I am full of admiration for this Russian sable who decided to carry his plush toy to the top of a bookcase. The method was methodical and systematic.
Note: This is an embedded tweet. Sometimes they are deleted at source which stops them working on this site. If that has happened, I apologise but I have no control over it.
Judging by the video, Russian sables can make decent pets for the right person and circumstance. I’m told that in Russia, Finland and other European countries domesticated sables are common in breeding farms and in zoos. They are bred to produce fur. An unpleasant activity if I may say so. It is very strange that they are abused in this way to make fur while at the same time they become pets in someone’s home. A schizophrenic relationship with the Russian sable I would argue but the reason for this is described below.
It might be possible to rescue one from a fur farm and keep him or her as a pet. I am not advocating either but if you do this you will at least be rescuing an animal from a highly abusive and cruel situation. There is no longer any need for fur farms anywhere in the world. Apparently, most domestic Russian sables have come from fur farms.
They are clearly intelligent and they look cute but they have sharp little teeth and they can deliver a painful bite. In some countries it is illegal to own one as a pet.
The sable is a species of marten. They are members of the weasel family. Members of this family can be quite dangerous sometimes and aggressive.
Sables respond to commands like dogs. They are protective of their territory just like cats. They remember their hiding spaces. They are a high-energy mammals and don’t stop running around and playing. For this reason, they will keep you busy. This can be a positive when you want to be entertained and a negative when you don’t want to be.
They have a knack for stealing things and hiding them. This is exactly what you see in the video! Russian sables have a diverse diet. They are carnivorous, eating smaller mammals like shrews, insects, fish, reptiles, crustaceans and birds. But as they are omnivores, they will eat fruits and berries.
In the wild they live in a range of habitats including dense forest. In the wild they will mainly forage for food on the ground but they will climb if they need to. It is said that they make reasonable if not good pets but of course it depends on the person. Personally, I would not entertain the idea and I think that you will find that all animal advocates including organisations such as the RSPCA and PETA recommend that you do not keep a Russian sable as a pet.

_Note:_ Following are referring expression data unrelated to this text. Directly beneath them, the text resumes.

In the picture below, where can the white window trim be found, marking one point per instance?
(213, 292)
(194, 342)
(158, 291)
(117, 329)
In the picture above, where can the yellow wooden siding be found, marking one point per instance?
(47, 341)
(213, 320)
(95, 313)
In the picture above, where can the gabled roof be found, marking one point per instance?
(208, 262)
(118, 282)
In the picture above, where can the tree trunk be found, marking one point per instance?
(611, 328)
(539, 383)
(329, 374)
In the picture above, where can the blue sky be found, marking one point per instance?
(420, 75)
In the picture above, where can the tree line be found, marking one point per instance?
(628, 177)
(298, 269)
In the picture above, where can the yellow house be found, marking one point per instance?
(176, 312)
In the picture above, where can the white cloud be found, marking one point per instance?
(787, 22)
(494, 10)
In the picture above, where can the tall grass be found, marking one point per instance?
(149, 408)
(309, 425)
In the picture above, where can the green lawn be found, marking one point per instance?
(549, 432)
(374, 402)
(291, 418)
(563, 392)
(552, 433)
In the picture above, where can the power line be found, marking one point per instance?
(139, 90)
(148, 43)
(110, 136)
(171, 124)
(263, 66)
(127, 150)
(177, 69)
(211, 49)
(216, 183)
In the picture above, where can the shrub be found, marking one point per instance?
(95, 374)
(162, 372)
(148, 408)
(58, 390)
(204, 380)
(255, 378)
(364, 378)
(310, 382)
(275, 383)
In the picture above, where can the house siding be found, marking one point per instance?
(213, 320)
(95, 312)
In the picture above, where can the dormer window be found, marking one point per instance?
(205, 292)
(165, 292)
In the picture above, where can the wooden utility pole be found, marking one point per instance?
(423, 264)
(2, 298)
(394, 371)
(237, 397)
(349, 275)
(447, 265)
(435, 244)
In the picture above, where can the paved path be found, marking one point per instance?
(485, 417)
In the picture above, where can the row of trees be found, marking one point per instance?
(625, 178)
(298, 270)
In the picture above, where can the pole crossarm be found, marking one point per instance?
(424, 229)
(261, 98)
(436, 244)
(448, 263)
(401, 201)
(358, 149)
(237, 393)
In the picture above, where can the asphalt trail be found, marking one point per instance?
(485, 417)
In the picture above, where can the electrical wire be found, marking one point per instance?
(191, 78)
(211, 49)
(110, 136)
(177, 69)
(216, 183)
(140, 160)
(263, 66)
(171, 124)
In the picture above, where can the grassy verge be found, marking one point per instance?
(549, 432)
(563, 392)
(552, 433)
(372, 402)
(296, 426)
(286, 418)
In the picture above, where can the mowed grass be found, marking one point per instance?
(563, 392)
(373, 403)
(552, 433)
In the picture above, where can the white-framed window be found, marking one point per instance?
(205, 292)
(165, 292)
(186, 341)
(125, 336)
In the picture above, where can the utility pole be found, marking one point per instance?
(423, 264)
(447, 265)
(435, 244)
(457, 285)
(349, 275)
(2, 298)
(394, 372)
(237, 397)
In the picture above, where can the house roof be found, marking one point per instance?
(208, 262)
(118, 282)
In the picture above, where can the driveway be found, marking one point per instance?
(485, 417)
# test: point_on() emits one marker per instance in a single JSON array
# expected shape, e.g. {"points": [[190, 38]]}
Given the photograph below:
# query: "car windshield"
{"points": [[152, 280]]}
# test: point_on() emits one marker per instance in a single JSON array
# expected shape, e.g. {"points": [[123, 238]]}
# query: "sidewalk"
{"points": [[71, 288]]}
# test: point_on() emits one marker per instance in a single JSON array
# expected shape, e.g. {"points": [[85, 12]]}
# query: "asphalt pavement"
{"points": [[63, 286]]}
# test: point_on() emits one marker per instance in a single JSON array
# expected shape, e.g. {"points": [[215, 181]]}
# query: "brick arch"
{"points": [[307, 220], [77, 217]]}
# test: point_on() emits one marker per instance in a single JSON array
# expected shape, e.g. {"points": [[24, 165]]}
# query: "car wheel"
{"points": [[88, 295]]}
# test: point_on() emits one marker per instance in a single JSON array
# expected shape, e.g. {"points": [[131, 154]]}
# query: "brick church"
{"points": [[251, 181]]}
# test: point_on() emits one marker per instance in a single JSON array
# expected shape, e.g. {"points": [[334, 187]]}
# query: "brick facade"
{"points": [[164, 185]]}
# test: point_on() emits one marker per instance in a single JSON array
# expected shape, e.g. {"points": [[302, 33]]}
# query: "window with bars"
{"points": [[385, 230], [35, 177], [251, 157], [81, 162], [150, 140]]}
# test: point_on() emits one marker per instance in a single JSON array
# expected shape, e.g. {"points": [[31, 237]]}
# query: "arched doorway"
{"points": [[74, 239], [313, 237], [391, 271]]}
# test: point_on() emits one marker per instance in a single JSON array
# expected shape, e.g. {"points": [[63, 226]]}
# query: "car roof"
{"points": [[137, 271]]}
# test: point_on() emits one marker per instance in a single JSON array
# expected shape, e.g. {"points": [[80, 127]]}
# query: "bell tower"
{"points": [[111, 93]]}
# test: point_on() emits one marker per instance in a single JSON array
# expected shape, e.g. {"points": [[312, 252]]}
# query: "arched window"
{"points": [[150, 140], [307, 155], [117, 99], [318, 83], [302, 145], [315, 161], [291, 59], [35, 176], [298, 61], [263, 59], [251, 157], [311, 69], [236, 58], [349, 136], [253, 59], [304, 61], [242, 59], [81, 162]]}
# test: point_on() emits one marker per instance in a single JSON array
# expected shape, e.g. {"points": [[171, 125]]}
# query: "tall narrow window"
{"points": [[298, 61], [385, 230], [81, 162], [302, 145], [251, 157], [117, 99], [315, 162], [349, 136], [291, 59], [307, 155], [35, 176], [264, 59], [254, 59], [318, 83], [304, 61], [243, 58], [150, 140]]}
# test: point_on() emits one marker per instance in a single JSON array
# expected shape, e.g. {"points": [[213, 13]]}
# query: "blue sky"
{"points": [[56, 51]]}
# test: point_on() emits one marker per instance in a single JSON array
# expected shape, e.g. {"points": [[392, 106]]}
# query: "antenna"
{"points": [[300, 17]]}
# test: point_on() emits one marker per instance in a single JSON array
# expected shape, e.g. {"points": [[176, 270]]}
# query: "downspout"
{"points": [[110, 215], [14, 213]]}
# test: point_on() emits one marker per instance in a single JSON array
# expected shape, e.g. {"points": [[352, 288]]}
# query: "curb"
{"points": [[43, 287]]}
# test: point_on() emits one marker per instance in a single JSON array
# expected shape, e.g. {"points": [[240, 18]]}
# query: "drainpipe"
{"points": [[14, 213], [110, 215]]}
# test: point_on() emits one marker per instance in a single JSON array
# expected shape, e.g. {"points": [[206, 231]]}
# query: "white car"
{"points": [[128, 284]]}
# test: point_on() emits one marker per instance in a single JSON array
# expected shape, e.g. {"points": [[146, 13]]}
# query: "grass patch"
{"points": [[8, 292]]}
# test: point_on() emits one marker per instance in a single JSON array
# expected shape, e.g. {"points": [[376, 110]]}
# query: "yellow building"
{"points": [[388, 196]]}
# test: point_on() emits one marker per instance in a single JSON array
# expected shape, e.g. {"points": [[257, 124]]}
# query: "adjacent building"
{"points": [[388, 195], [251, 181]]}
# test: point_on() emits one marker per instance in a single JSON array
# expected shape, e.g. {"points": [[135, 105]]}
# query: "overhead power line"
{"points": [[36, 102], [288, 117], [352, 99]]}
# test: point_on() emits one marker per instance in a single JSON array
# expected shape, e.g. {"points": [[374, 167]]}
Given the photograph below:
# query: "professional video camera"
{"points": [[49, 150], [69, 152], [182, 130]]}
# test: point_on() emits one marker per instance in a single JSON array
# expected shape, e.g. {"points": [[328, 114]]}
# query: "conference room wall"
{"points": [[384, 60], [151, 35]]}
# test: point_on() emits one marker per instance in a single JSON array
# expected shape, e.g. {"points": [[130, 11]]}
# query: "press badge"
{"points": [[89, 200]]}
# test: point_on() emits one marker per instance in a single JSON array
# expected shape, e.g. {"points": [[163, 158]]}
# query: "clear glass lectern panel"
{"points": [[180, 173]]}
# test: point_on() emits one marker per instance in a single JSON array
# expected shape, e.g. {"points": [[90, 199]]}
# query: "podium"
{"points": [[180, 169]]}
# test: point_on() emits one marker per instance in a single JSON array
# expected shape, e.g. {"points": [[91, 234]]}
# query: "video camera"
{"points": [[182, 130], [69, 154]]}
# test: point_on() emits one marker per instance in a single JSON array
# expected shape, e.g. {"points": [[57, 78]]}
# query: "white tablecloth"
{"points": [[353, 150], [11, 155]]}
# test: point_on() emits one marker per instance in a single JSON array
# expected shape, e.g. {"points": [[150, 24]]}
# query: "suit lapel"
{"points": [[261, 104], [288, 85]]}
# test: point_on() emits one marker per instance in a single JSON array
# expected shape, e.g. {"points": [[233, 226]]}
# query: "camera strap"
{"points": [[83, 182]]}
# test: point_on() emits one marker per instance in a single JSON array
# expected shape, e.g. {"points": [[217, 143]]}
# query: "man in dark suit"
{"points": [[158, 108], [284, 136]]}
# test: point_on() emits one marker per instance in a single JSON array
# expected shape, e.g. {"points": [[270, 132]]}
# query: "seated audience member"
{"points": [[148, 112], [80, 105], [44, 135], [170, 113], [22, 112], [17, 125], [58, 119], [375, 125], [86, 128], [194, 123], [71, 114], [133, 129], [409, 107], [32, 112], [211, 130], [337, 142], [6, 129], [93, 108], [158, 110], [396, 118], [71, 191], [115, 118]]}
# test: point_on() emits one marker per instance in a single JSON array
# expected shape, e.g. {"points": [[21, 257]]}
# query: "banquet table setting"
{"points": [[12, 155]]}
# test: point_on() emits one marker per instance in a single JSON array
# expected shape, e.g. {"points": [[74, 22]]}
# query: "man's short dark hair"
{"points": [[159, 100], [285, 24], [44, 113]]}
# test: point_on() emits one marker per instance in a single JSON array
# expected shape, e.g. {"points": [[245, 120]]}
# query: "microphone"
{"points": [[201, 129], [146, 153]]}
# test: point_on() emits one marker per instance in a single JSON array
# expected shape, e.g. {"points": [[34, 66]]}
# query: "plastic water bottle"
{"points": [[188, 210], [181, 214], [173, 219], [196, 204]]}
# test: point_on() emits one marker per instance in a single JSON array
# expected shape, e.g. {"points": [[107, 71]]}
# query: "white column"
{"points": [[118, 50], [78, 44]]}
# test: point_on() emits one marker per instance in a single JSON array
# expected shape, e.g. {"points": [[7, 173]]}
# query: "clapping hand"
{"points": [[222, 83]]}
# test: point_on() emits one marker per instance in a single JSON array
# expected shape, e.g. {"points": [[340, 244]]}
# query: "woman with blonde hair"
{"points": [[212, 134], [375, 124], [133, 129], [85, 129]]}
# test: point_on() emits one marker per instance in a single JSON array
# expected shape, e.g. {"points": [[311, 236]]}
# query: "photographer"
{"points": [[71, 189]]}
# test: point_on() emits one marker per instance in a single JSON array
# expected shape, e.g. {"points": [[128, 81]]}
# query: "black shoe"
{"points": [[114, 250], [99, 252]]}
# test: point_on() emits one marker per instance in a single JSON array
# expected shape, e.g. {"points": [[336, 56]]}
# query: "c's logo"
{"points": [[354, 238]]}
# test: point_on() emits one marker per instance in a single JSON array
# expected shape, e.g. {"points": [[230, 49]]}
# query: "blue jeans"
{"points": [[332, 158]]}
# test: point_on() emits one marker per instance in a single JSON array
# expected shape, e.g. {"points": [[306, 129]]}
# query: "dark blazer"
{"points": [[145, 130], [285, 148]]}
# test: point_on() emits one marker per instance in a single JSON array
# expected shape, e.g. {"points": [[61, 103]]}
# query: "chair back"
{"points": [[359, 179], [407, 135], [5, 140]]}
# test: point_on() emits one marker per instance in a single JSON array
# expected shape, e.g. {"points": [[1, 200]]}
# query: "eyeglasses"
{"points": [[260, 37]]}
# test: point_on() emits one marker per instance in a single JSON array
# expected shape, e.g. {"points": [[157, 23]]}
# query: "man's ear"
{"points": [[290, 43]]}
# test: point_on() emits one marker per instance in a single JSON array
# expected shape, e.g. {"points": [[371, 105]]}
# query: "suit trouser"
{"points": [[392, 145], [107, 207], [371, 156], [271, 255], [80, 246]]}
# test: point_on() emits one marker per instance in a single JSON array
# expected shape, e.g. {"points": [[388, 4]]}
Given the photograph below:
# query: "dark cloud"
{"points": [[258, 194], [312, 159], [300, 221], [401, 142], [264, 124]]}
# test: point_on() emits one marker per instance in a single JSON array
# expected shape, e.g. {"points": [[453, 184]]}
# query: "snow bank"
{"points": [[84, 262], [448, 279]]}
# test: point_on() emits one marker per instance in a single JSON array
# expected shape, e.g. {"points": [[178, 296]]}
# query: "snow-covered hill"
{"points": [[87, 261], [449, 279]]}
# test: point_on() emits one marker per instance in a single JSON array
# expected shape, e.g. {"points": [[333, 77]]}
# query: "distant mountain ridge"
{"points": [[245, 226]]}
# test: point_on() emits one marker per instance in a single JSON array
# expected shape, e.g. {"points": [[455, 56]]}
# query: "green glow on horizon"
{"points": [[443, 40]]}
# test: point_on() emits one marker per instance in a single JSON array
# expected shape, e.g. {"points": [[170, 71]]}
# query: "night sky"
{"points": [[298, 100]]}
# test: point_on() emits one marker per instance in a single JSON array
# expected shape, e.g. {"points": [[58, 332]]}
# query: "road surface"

Their behaviour is not ideal because, as mentioned, they are high energy and they might seem to be too aggressive, stubborn and even vindictive. They look cute and cuddly but they are essentially wild animals. It is the same reason why I would not recommend keeping a wild cat species as a pet. You are living with a wild animal. Even if they are semi-domesticated you can never replicate the kind of relationship that you have with a true domestic cat or dog.
It is said that they wreak havoc because of their high energy. They can destroy property. You can forget about having a night, tidy and perfect house-proud home. And certainly, if you are not at home a lot or most of the time, they must be unsuitable.